¿Vivimos rodeados de vampiros emocionales?

Este artículo ha sido verificado y aprobado por Gema Sánchez Cuevas el 14 septiembre, 2017
Sonia Viéitez Carrazoni · 28 febrero, 2013

Los vampiros emocionales son personas normales, pero cargadas de negatividad y que se alimentan de nuestra energía y buen humor. Suelen hipnotizarnos con su cordialidad y encanto, transmitiendo una gran confianza. Sin embargo, tras entrar en nuestra vida comprobamos que aumentan su autoestima devaluándonos y manipulándonos.

Este tipo de personas pueden llegar a provocar en quienes los rodean elevados niveles de estrés. Por ello es tan importante identificarlos y ponerles freno.

¿Cómo son los vampiros emocionales?

Mujer atacada por vampiros emocionales

La mayoría de estas personas arrastra un egoísmo semejante al de los niños, ( caprichos y rabietas, lo quiero ahora), donde sus necesidades se convierten en  las únicas importantes. Son personas, además, que no saben lo que es la empatía.

Nunca cometen errores, ni admiten equivocaciones ni se sienten culpables. No valoran el esfuerzo, el apoyo, ni el afecto ajeno, ellos quieren su propio beneficio, y en el caso de ofrecer su ayuda, suelen encubrir “extraños” motivos.

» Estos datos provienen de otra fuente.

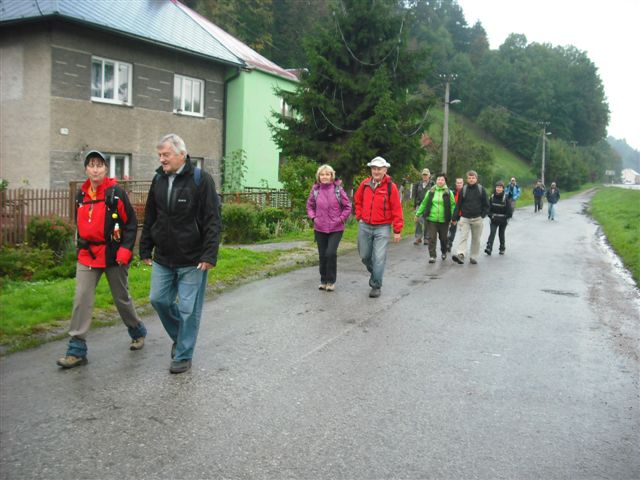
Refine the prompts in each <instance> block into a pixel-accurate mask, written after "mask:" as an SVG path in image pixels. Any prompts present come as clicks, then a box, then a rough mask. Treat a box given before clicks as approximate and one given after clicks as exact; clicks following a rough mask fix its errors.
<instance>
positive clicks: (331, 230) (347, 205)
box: [307, 165, 351, 292]
mask: <svg viewBox="0 0 640 480" xmlns="http://www.w3.org/2000/svg"><path fill="white" fill-rule="evenodd" d="M350 214H351V202H350V201H349V197H348V196H347V194H346V192H345V191H344V188H342V185H341V184H340V181H339V180H336V172H335V170H334V169H333V168H331V167H330V166H329V165H322V166H321V167H320V168H318V171H317V172H316V183H314V184H313V187H311V191H310V192H309V198H308V199H307V215H308V216H309V218H310V219H311V220H313V230H314V233H315V239H316V243H317V244H318V256H319V258H320V287H319V288H320V290H326V291H327V292H332V291H333V290H335V283H336V275H337V270H338V245H339V244H340V240H341V239H342V232H344V225H345V223H347V219H348V218H349V215H350Z"/></svg>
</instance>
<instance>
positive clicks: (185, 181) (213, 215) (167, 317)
mask: <svg viewBox="0 0 640 480" xmlns="http://www.w3.org/2000/svg"><path fill="white" fill-rule="evenodd" d="M157 150H158V156H159V160H160V167H159V168H158V169H157V170H156V175H155V177H154V179H153V182H152V183H151V188H150V190H149V195H148V197H147V204H146V207H145V215H144V226H143V228H142V236H141V238H140V258H141V259H142V261H143V262H144V263H146V264H147V265H153V270H152V272H151V292H150V294H149V297H150V301H151V305H153V308H154V309H155V310H156V312H158V316H159V317H160V320H161V321H162V325H163V326H164V328H165V330H166V331H167V333H168V334H169V337H171V339H172V340H173V346H172V348H171V359H172V360H171V366H170V368H169V371H170V372H171V373H182V372H186V371H187V370H189V369H190V368H191V358H192V357H193V351H194V348H195V344H196V339H197V336H198V329H199V326H200V317H201V314H202V304H203V301H204V296H205V291H206V287H207V276H208V270H209V269H211V268H213V267H215V265H216V262H217V259H218V247H219V245H220V232H221V221H220V213H219V199H218V194H217V193H216V187H215V183H214V181H213V178H212V177H211V175H209V174H208V173H206V172H204V171H201V170H200V169H198V168H197V167H195V165H192V163H191V159H190V158H189V155H188V154H187V148H186V146H185V143H184V141H183V140H182V138H180V137H179V136H178V135H175V134H173V133H171V134H169V135H166V136H164V137H163V138H162V139H161V140H160V142H158V145H157ZM152 254H153V261H152V260H151V258H152ZM178 299H179V302H178Z"/></svg>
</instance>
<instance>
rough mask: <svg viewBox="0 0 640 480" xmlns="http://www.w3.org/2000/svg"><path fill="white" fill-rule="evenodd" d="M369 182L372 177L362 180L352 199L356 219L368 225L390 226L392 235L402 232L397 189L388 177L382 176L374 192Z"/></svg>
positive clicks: (386, 175)
mask: <svg viewBox="0 0 640 480" xmlns="http://www.w3.org/2000/svg"><path fill="white" fill-rule="evenodd" d="M371 182H372V177H369V178H367V179H366V180H363V181H362V183H361V184H360V186H359V187H358V190H356V194H355V195H354V197H353V200H354V203H355V206H356V219H357V220H358V221H360V220H362V221H363V222H364V223H368V224H370V225H391V226H392V228H393V233H400V232H402V227H403V226H404V215H403V213H402V202H401V201H400V193H399V192H398V187H396V184H395V183H393V182H392V180H391V177H390V176H389V175H385V176H384V178H383V179H382V182H381V183H380V185H378V187H377V188H376V189H375V190H374V189H373V188H372V187H371ZM389 185H391V189H389ZM389 193H391V195H389Z"/></svg>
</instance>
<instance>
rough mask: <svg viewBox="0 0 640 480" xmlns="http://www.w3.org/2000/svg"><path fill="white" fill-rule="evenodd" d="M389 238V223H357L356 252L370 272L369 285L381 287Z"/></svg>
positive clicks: (386, 254) (389, 225) (390, 234)
mask: <svg viewBox="0 0 640 480" xmlns="http://www.w3.org/2000/svg"><path fill="white" fill-rule="evenodd" d="M390 238H391V225H369V224H368V223H364V222H360V223H358V253H360V259H361V260H362V263H364V265H365V267H367V270H368V271H369V273H370V274H371V277H370V278H369V286H370V287H371V288H380V287H382V276H383V275H384V264H385V262H386V261H387V246H388V245H389V239H390Z"/></svg>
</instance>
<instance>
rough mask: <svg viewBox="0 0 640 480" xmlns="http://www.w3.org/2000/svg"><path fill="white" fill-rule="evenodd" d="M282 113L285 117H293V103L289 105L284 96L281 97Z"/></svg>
mask: <svg viewBox="0 0 640 480" xmlns="http://www.w3.org/2000/svg"><path fill="white" fill-rule="evenodd" d="M280 113H281V114H282V116H283V117H285V118H291V117H293V108H291V105H289V104H288V103H287V102H286V101H285V100H284V98H281V99H280Z"/></svg>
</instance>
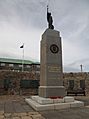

Suelen utilizar nuestra información para  dañarnos. No suelen acatar reglas ni normas. Se pueden comportar como compañeros maravillosos y grandes trabajadores hasta que nuestras necesidades no coincidan con las de ellos, cuando esto ocurre entonces se convierten en depredadores de nuestro estado de ánimo, hasta conseguir vaciarnos.

“Tomarse las cosas a título personal, te convierte en una presa fácil para esos depredadores, los magos negros… Te comes toda su basura emocional y la conviertes en tu propia basura. Pero si no te tomas las cosas personalmente serás inmune a todo veneno aunque te encuentres en medio del infierno.”

-Dr. Miguel Ruiz-

Tipos de vampiros emocionales

Diariamente estamos obligados (compañeros, vecinos, familiares) a convivir con muchos de ellos. El psicólogo J. Bernstein especialista en el tema resume varios tipos de personajes.

 

Mujer manipulada por vampiros emocionales

Vampiros antisociales

Son divertidos y contrarios a las reglas sociales, anhelan una vida excitante y una compensación inmediata a sus deseos. Son incapaces de ofrecer nada a cambio.

Vampiros histriónicos

Buscan continuamente ser el centro de atención, transforman cualquier situación cotidiana en un espectáculo y jamás reconocen sus propias equivocaciones.

Narcisistas

Son esos que nunca piensan en los demás y se consideran perfectos y talentosos. Vampiros peligrosos que se aprovechan de ti y cumplidos sus objetivos, “si te he visto no me acuerdo”.

Bailarina con máscara representando vampiros emocionales

 

Obsesivos compulsivos

Son los adictos a la seguridad y al control. Pueden ser dañinos si tus actos perjudican o interfieren en su sentido del control y del orden. Quieren imponer su perfeccionismo a toda costa, y creen en el castigo y la censura como una estrategia válida para moldear el comportamiento de los demás. En algunos casos, incluso se podría asegurar que disfrutan pensando en el sufrimiento ajeno.

Vampiros paranoicos

Son aquellos que buscan en cualquier lugar un  significado oculto. Para ellos nada es transparente, y todo les genera desconfianza. Difícilmente logran perdonar.

“La herramienta básica para la manipulación de la realidad es la manipulación de las palabras. Si puedes controlar el significado de las palabras, puedes controlar a la gente que debe usar las palabras.”

-Philip K. Dick-

Cómo escapar de los vampiros emocionales

La mejor opción para escapar a su sometimiento consiste en alejarse de ellos, sin olvidar jamás que somos nosotros los que debemos de asumir siempre el control.

Tratarán de cambiar nuestras normas y actitudes, hasta modificar nuestros valores y enemistarnos incluso con los seres más queridos. Emplearán su potencial negativo, la confusión y el miedo para controlarnos y modificar nuestro nivel de energía positiva.

Debemos de evitarlos sin escapar asustados, sin renunciar a nuestra fuerza intrínseca que nos hace, en caso de que seamos valientes, menos vulnerables.